Wagner: Ich glaube, dass es eine klare Mehrheit für diesen Koalitionsvertrag gibt, weil er die Weichen endlich in die richtige Richtung stellt. Bislang stand Deutschland auf dem Abstellgleis mit der Politik der früheren Bundesregierung und jetzt geht es in die richtige Richtung. Und das ist das Entscheidende. Und wir Grüne wären nicht wir Grünen, wenn wir uns nicht auch noch immer mehr Tempo wünschen würden. Aber wichtig ist: Wir kommen jetzt endlich ins Handeln, der Stillstand wird überwunden, dir tun jetzt endlich was für die Bewältigung der Klimakrise, für sozialen Zusammenhalt. Und das Anfangen, das ist das Wichtige, weil das wird die Dynamik auslösen.

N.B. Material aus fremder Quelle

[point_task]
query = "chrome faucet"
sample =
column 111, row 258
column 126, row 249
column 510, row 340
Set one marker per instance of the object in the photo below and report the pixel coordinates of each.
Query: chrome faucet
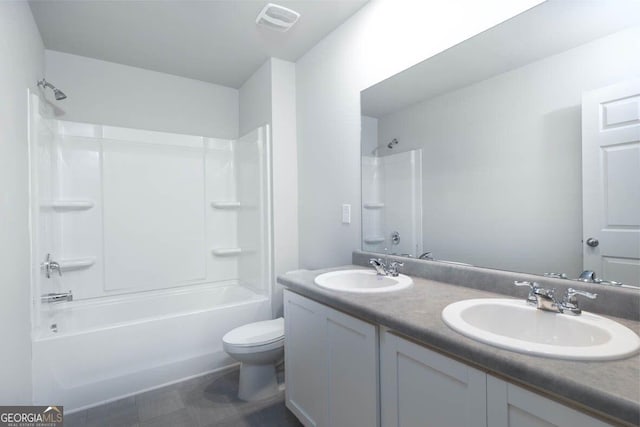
column 49, row 266
column 588, row 276
column 544, row 299
column 378, row 264
column 393, row 268
column 56, row 297
column 383, row 270
column 569, row 303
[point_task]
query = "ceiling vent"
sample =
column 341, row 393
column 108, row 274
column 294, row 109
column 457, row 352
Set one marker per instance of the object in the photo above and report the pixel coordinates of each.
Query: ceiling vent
column 277, row 17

Appelmann: Da werden wir natürlich die Wochen und Monate noch drauf schauen. Ampelregierung im Bund ist auch ein Thema gewesen für Nancy Fraser, die diese Woche bei uns war, die SPD-Fraktionschefin im Hessischen Landtag. Sie hat gesagt, das könnte dazu führen, dass auch die starren Machtverhältnisse in Hessen sich auflösen, dass wieder alle Parteien miteinander reden. Glauben Sie auch daran oder müssen Sie Nancy Faeser enttäuschen?
Wagner: Also, es reden ja ohnehin alle Parteien miteinander in Hessen – mit Ausnahme der AfD, da reden wir Grüne nicht mit – sofern ist das nichts Neues und für uns Grüne galt schon immer ein Kurs der Eigenständigkeit, das heißt, wir wollen möglichst viele grüne Politik umsetzen. Das gelingt uns in Hessen sehr, sehr gut und sehr erfolgreich mit der CDU, auf Bundesebene haben wir jetzt ein anderes Bündnis und alles andere entscheiden die Hessinnen und Hessen bei der nächsten Landtagswahl.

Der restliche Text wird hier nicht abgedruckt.